Simplifying Neural Networks by soft weight sharing

paper review

Published

Wednesday, June 22, 2022

Keywords

neural networks, weight sharing, pruning, weight decay

TL;DR

The primary aim of the paper (Nowlan and Hinton 1992) is reducing the complexity of neural networks by employing a mixture of Gaussian priors to the weights, creating a “soft” weight-sharing mechanism. Instead of simply penalizing large weights (as in L2 regularization), this method clusters the weights, allowing some to stay close to zero and others to remain non-zero, depending on their usefulness. Soft weight sharing along with weight decay, improving generalization and making the model more interpretable.

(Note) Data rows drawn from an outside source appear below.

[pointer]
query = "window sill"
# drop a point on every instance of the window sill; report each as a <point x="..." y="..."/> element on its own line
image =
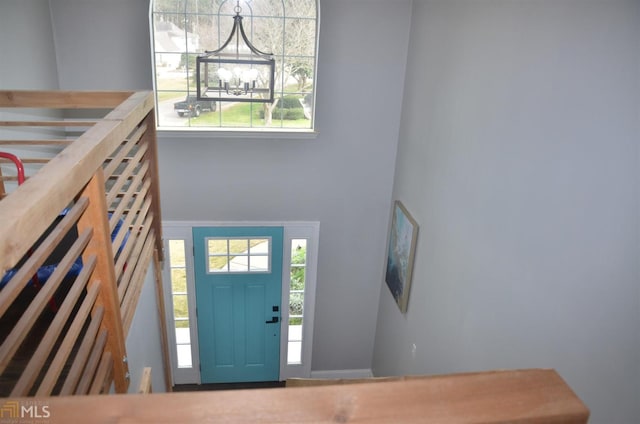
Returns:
<point x="276" y="134"/>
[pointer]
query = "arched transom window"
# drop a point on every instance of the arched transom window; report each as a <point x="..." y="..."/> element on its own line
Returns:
<point x="183" y="29"/>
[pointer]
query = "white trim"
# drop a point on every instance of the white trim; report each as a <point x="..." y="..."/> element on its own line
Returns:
<point x="333" y="374"/>
<point x="165" y="133"/>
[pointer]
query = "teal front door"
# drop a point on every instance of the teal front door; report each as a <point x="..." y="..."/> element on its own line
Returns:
<point x="238" y="274"/>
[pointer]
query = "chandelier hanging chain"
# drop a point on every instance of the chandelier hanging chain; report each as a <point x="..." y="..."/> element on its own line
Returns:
<point x="246" y="74"/>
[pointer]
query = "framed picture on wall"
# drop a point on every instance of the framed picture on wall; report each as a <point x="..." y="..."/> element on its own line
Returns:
<point x="400" y="254"/>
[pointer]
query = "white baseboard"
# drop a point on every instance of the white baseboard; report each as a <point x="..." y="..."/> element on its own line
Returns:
<point x="362" y="373"/>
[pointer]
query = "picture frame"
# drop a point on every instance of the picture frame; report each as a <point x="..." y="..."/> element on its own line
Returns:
<point x="403" y="235"/>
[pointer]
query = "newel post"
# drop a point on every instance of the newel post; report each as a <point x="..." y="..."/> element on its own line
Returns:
<point x="96" y="217"/>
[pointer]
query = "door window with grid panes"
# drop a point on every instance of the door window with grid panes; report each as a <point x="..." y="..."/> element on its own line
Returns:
<point x="183" y="29"/>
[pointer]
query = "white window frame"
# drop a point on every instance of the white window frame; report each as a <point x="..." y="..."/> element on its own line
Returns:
<point x="171" y="133"/>
<point x="183" y="230"/>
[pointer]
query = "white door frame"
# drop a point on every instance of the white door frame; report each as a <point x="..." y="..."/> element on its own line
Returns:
<point x="309" y="230"/>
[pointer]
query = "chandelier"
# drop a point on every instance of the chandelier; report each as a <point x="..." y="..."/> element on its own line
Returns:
<point x="237" y="71"/>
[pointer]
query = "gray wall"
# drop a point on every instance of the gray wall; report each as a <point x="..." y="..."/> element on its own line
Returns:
<point x="102" y="44"/>
<point x="519" y="158"/>
<point x="26" y="46"/>
<point x="342" y="179"/>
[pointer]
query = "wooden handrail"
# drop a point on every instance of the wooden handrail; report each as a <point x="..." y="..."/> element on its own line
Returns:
<point x="523" y="396"/>
<point x="97" y="200"/>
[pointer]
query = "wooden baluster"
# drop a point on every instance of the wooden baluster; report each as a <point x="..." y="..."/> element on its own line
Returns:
<point x="151" y="156"/>
<point x="100" y="245"/>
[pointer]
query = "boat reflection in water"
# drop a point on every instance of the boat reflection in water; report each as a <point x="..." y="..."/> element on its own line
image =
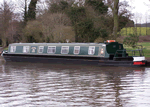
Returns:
<point x="34" y="84"/>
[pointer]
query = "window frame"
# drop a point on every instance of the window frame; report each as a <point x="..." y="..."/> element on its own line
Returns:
<point x="51" y="48"/>
<point x="42" y="49"/>
<point x="78" y="49"/>
<point x="12" y="49"/>
<point x="64" y="47"/>
<point x="90" y="49"/>
<point x="25" y="47"/>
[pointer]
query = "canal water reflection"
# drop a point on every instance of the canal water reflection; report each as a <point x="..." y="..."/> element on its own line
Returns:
<point x="49" y="85"/>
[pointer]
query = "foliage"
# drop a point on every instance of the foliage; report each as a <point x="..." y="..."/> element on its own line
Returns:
<point x="32" y="33"/>
<point x="130" y="30"/>
<point x="98" y="6"/>
<point x="58" y="7"/>
<point x="32" y="9"/>
<point x="131" y="40"/>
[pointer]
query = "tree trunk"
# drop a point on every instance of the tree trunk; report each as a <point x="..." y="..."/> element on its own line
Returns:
<point x="115" y="16"/>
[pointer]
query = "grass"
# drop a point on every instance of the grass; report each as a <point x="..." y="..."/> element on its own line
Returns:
<point x="131" y="30"/>
<point x="146" y="50"/>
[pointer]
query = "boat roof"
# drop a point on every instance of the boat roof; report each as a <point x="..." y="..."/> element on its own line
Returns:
<point x="56" y="44"/>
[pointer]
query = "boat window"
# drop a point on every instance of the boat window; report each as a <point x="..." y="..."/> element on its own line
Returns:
<point x="76" y="49"/>
<point x="91" y="50"/>
<point x="12" y="48"/>
<point x="41" y="48"/>
<point x="25" y="49"/>
<point x="64" y="49"/>
<point x="51" y="49"/>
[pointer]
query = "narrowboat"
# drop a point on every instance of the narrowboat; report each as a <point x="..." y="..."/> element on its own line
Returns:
<point x="109" y="53"/>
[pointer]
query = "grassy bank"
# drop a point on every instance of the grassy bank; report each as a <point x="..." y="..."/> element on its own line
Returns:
<point x="145" y="45"/>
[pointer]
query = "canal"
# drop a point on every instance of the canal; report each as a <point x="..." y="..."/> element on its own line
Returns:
<point x="50" y="85"/>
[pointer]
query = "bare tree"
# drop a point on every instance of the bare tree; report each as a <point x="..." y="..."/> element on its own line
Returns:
<point x="114" y="6"/>
<point x="6" y="16"/>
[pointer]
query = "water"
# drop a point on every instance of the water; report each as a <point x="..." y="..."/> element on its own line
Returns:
<point x="50" y="85"/>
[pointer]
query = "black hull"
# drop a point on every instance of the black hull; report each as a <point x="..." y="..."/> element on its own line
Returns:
<point x="66" y="60"/>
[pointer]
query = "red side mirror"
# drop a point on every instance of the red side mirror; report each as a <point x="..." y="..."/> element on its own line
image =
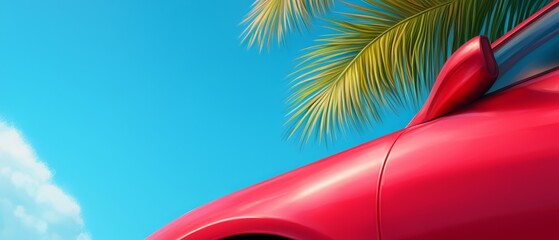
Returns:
<point x="465" y="77"/>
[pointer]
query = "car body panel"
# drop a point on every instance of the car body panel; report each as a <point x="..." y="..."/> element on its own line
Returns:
<point x="494" y="177"/>
<point x="299" y="204"/>
<point x="487" y="171"/>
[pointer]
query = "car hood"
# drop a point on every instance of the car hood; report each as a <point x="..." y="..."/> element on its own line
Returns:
<point x="334" y="198"/>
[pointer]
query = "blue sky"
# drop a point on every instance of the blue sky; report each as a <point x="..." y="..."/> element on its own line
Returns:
<point x="144" y="110"/>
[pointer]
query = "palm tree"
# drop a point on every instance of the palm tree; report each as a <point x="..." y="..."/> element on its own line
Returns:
<point x="383" y="54"/>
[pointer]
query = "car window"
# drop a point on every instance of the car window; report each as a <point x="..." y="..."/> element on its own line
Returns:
<point x="532" y="51"/>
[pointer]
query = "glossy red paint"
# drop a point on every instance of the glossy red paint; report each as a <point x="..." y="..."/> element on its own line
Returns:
<point x="466" y="76"/>
<point x="493" y="177"/>
<point x="334" y="198"/>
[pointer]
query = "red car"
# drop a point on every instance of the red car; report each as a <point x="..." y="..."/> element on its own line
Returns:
<point x="479" y="161"/>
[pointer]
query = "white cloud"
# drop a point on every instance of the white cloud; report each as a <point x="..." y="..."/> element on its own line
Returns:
<point x="31" y="205"/>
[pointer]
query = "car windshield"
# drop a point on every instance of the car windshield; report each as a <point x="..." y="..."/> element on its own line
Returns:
<point x="532" y="51"/>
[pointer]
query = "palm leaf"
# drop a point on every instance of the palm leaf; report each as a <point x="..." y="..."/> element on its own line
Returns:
<point x="385" y="54"/>
<point x="274" y="19"/>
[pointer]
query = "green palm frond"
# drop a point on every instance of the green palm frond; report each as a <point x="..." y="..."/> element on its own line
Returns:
<point x="274" y="19"/>
<point x="385" y="54"/>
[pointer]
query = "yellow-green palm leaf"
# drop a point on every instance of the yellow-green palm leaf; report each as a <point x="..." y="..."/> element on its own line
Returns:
<point x="385" y="54"/>
<point x="271" y="20"/>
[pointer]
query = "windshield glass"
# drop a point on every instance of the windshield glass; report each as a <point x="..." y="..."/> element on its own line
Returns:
<point x="531" y="51"/>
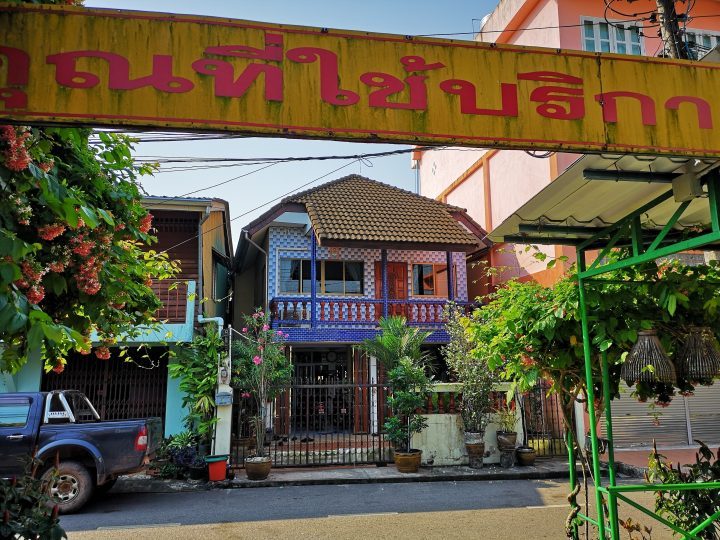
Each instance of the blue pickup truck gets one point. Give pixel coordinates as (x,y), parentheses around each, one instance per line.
(64,430)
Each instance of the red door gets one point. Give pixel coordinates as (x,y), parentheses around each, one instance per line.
(397,286)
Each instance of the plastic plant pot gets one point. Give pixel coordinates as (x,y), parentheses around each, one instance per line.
(217,467)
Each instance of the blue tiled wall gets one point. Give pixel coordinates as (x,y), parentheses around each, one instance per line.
(293,242)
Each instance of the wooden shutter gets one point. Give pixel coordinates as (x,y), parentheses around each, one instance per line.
(633,422)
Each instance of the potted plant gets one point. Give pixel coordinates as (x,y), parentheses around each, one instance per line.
(478,382)
(260,371)
(506,419)
(195,365)
(398,349)
(410,388)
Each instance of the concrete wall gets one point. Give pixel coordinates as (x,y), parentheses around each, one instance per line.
(443,444)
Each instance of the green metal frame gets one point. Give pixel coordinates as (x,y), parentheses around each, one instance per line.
(628,231)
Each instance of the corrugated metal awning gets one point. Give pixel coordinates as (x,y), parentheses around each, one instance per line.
(599,190)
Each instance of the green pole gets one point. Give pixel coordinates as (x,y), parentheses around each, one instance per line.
(612,497)
(591,397)
(573,478)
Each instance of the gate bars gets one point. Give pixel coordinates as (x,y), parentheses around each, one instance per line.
(628,232)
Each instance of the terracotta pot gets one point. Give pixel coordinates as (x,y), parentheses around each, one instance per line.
(475,447)
(408,462)
(257,468)
(526,456)
(506,440)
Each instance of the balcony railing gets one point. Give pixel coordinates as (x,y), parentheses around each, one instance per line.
(296,310)
(173,293)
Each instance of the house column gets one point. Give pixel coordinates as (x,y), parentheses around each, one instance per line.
(313,277)
(383,271)
(451,284)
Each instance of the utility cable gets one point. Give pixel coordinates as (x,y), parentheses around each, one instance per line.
(294,190)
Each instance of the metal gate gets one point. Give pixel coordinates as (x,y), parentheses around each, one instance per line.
(119,389)
(335,422)
(544,422)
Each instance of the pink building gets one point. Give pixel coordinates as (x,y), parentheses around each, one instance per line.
(492,184)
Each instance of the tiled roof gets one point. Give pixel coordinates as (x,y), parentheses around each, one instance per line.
(356,208)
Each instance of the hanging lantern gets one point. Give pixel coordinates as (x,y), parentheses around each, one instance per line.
(646,352)
(698,361)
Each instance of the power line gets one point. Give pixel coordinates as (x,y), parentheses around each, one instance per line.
(298,188)
(552,27)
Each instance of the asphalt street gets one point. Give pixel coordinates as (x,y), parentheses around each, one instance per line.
(486,510)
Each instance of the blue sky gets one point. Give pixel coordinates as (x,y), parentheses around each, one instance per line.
(390,16)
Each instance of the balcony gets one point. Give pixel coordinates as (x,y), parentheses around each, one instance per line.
(294,311)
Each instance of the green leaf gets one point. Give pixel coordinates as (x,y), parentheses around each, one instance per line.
(89,216)
(53,332)
(56,283)
(106,217)
(35,336)
(9,272)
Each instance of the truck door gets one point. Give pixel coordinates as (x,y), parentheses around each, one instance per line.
(19,416)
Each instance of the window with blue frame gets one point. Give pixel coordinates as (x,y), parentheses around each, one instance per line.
(14,412)
(333,277)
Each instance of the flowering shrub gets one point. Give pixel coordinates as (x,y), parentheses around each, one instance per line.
(72,241)
(529,332)
(260,368)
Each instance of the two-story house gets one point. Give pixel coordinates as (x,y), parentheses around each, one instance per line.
(329,263)
(133,381)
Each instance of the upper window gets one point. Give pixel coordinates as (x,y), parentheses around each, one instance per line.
(700,42)
(295,276)
(341,277)
(430,280)
(621,38)
(14,412)
(333,277)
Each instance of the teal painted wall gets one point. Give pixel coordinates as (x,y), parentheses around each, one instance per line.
(174,411)
(28,378)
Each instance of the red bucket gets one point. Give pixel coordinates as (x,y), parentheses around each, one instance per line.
(217,467)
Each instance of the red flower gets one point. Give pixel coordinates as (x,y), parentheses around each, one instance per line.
(103,353)
(145,224)
(57,267)
(50,232)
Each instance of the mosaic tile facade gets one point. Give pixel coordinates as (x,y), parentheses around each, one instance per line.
(295,242)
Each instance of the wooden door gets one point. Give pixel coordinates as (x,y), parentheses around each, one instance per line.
(397,286)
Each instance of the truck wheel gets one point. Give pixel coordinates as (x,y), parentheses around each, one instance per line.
(69,486)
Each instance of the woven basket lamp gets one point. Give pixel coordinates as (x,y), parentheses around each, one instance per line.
(699,358)
(648,351)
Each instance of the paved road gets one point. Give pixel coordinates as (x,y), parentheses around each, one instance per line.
(502,509)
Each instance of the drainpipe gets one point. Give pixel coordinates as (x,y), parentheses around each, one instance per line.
(223,413)
(267,269)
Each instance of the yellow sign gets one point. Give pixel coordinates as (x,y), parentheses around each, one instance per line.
(98,67)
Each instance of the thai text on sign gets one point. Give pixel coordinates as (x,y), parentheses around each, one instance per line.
(63,64)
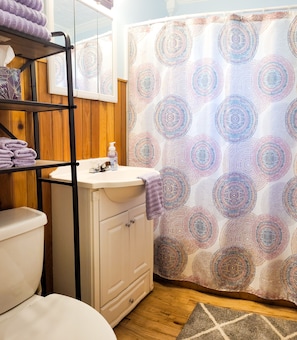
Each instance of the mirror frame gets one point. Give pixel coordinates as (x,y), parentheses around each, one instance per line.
(59,90)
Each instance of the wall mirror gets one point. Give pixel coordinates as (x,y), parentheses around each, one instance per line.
(92,32)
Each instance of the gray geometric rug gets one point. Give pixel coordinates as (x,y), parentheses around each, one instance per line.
(216,323)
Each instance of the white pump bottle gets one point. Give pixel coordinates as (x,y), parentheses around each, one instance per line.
(113,156)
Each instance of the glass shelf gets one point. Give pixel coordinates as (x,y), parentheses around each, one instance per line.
(40,164)
(27,46)
(29,106)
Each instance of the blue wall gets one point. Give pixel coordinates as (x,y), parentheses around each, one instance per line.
(133,11)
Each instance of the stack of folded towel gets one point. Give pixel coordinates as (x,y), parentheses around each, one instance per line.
(24,16)
(15,152)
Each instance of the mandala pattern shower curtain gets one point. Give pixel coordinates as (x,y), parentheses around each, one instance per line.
(213,107)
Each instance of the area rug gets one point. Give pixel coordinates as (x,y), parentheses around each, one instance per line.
(209,322)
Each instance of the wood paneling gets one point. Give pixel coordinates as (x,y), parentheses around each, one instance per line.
(96,124)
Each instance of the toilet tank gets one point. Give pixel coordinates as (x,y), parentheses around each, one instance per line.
(21,255)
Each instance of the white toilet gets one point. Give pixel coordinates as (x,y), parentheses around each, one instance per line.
(24,315)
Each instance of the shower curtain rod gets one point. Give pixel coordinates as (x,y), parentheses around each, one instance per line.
(206,14)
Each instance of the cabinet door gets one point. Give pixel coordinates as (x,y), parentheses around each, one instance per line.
(141,242)
(114,256)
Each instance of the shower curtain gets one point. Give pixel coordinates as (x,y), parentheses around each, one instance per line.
(213,107)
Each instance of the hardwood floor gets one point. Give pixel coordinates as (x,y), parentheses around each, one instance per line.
(162,314)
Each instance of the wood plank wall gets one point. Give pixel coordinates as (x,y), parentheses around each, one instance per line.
(96,124)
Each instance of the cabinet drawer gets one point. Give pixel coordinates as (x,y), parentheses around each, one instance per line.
(108,208)
(122,305)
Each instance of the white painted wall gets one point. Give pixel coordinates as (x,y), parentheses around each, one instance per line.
(135,11)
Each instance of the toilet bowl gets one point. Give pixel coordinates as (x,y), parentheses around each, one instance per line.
(23,314)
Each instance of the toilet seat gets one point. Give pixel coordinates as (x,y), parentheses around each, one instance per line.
(55,317)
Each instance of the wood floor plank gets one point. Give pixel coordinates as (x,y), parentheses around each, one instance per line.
(163,313)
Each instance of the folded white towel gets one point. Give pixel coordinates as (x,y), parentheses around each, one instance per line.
(153,195)
(25,153)
(12,144)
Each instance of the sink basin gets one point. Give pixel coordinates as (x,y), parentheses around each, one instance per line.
(120,185)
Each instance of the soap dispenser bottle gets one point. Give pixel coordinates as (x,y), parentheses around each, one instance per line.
(113,156)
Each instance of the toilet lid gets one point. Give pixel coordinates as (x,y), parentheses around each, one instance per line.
(56,317)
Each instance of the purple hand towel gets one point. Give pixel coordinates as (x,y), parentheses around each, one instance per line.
(5,154)
(19,162)
(25,153)
(35,4)
(12,144)
(23,25)
(23,11)
(5,164)
(153,195)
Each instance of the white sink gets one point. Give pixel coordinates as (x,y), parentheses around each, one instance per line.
(120,185)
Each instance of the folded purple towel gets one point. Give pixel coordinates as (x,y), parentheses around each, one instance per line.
(23,11)
(35,4)
(10,143)
(23,25)
(5,154)
(25,153)
(153,195)
(5,164)
(19,162)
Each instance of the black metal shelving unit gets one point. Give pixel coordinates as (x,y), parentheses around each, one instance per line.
(31,49)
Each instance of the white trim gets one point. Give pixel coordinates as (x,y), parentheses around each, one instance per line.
(207,14)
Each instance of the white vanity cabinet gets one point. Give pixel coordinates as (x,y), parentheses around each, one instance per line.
(116,247)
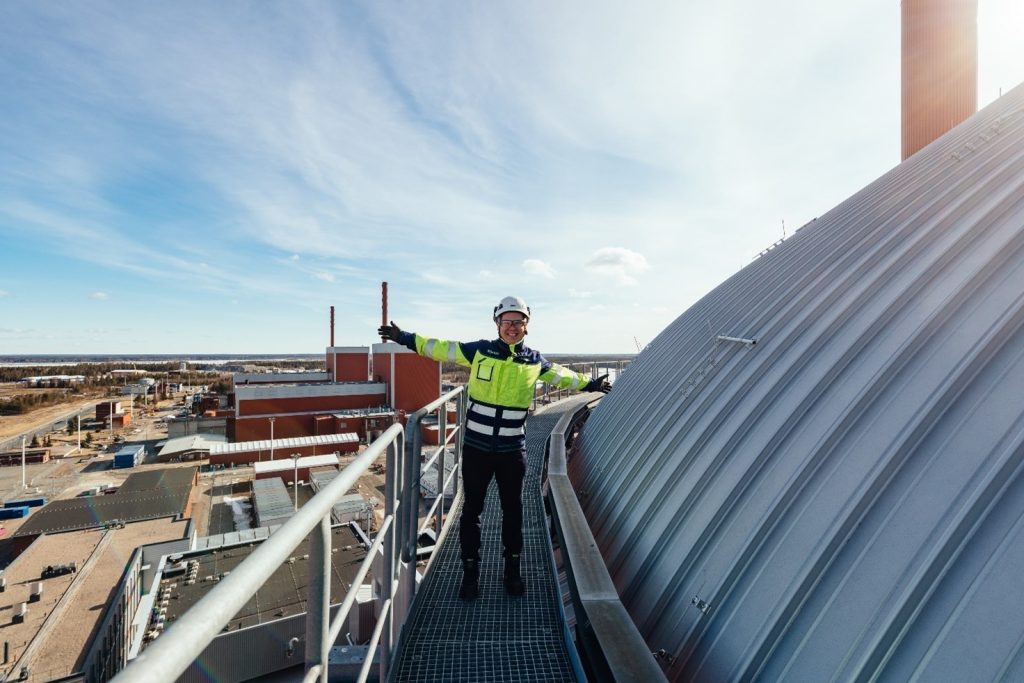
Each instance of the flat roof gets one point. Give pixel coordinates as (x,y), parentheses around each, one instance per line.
(282,464)
(146,495)
(190,442)
(298,441)
(253,391)
(285,592)
(64,637)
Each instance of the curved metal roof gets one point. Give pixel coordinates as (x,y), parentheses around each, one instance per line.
(843,500)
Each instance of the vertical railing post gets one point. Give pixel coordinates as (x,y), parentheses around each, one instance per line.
(461,421)
(441,459)
(318,601)
(391,547)
(408,520)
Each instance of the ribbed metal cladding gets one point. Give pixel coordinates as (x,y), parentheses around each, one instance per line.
(939,68)
(843,500)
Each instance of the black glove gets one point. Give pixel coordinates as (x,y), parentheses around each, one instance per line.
(599,384)
(391,332)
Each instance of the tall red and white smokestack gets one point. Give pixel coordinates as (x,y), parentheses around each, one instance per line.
(384,306)
(939,69)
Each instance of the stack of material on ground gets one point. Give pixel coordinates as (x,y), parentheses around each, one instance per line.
(272,504)
(351,507)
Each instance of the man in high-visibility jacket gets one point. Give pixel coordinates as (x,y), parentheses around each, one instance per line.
(504,373)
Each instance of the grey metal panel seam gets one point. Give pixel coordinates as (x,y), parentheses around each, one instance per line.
(819,496)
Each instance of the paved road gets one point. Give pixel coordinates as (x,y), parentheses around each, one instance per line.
(58,423)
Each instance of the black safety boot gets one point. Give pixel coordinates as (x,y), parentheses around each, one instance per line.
(470,588)
(513,581)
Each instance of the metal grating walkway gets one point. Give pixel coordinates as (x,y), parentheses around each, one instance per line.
(496,637)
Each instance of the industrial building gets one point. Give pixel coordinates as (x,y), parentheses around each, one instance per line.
(147,495)
(826,484)
(364,391)
(162,582)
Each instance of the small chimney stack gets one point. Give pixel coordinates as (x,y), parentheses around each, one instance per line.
(939,69)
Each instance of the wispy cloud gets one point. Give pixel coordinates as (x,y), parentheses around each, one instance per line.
(265,146)
(538,267)
(620,262)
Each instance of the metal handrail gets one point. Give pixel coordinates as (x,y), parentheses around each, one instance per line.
(413,469)
(606,635)
(171,654)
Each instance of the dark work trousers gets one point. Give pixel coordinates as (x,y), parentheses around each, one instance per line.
(478,467)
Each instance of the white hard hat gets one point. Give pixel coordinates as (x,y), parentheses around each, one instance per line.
(511,304)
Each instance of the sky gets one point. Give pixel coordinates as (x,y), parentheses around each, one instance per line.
(198,177)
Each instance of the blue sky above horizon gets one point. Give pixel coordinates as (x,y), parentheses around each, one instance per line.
(211,177)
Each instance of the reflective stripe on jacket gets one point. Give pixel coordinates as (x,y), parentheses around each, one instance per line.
(502,380)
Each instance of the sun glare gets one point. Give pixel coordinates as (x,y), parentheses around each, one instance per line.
(1000,47)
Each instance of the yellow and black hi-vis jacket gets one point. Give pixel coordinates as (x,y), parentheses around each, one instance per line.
(502,380)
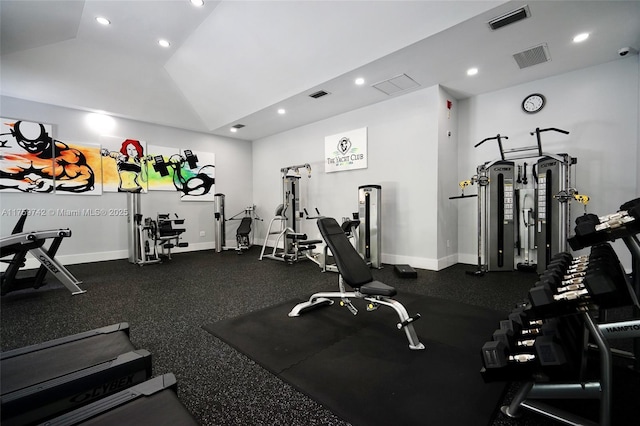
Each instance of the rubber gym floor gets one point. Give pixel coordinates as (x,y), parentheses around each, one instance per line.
(167,304)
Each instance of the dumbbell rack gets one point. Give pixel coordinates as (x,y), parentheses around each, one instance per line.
(598,288)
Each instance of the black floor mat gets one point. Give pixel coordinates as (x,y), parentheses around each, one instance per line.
(361,367)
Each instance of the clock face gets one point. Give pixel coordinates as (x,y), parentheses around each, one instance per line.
(533,103)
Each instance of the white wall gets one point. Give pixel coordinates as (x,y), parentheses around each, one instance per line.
(447,224)
(403,159)
(597,105)
(104,237)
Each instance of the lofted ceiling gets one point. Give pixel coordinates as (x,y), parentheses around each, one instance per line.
(236,62)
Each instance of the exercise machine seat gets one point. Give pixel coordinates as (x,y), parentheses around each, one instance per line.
(245,227)
(352,267)
(355,273)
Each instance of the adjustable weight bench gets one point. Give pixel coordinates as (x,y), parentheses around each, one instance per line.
(354,272)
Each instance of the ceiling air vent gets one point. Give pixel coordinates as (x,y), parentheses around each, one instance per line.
(534,56)
(396,84)
(510,18)
(319,94)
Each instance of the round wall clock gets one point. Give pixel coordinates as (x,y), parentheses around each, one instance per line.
(533,103)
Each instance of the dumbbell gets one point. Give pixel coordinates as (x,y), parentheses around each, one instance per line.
(495,354)
(525,337)
(547,351)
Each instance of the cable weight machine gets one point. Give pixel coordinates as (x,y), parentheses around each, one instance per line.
(506,214)
(244,232)
(291,245)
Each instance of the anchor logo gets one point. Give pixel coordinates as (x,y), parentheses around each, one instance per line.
(344,145)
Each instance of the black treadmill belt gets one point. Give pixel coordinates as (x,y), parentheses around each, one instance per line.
(160,409)
(42,365)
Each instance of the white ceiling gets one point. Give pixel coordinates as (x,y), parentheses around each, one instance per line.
(237,62)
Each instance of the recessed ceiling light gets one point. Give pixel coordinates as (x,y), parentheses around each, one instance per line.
(580,37)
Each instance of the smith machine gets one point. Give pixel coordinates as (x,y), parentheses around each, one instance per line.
(522,223)
(244,232)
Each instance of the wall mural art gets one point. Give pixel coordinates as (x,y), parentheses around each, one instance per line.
(196,178)
(161,164)
(32,161)
(124,165)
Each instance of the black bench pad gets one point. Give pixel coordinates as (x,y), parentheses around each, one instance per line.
(376,288)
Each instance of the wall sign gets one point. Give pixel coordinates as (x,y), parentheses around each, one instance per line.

This paper is mentioned in Geoffrey Hinton’s Coursera course as a way to simplify neural networks. And the key takeaway is that of modeling the loss using a mixture of Gaussians to cluster the weights and penalize the complexity of the model.

Abstract

One way of simplifying neural networks so they generalize better is to add an extra term to the error function that will penalize complexity. Simple versions of this approach include penalizing the sum of the squares of the weights or penalizing the number of nonzero weights. We propose a more complicated penalty term in which the distribution of weight values is modeled as a mixture of multiple Gaussians. A set of weights is simple if the weights have high probability density under the mixture model. This can be achieved by clustering the weights into subsets with the weights in each cluster having very similar values. Since we do not know the appropriate means or variances of the clusters in advance, we allow the parameters of the mixture model to adapt at the same time as the network learns. Simulations on two different problems demonstrate that this complexity term is more effective than previous complexity terms

(Nowlan and Hinton 1992)

The perplexing idea of clustering weights and some associated quandaries

This notion of clustering weights is odd to say the least as these are just numbers in a data structure. Viewed as a method to reduce the effective number of parameters in the model, then begins to make more sense. What this idea seems to boil down to is that we are prioritizing neural net architectures with some abstract symmetry in the weights and thus a lower capacity and thus less prone to overfitting.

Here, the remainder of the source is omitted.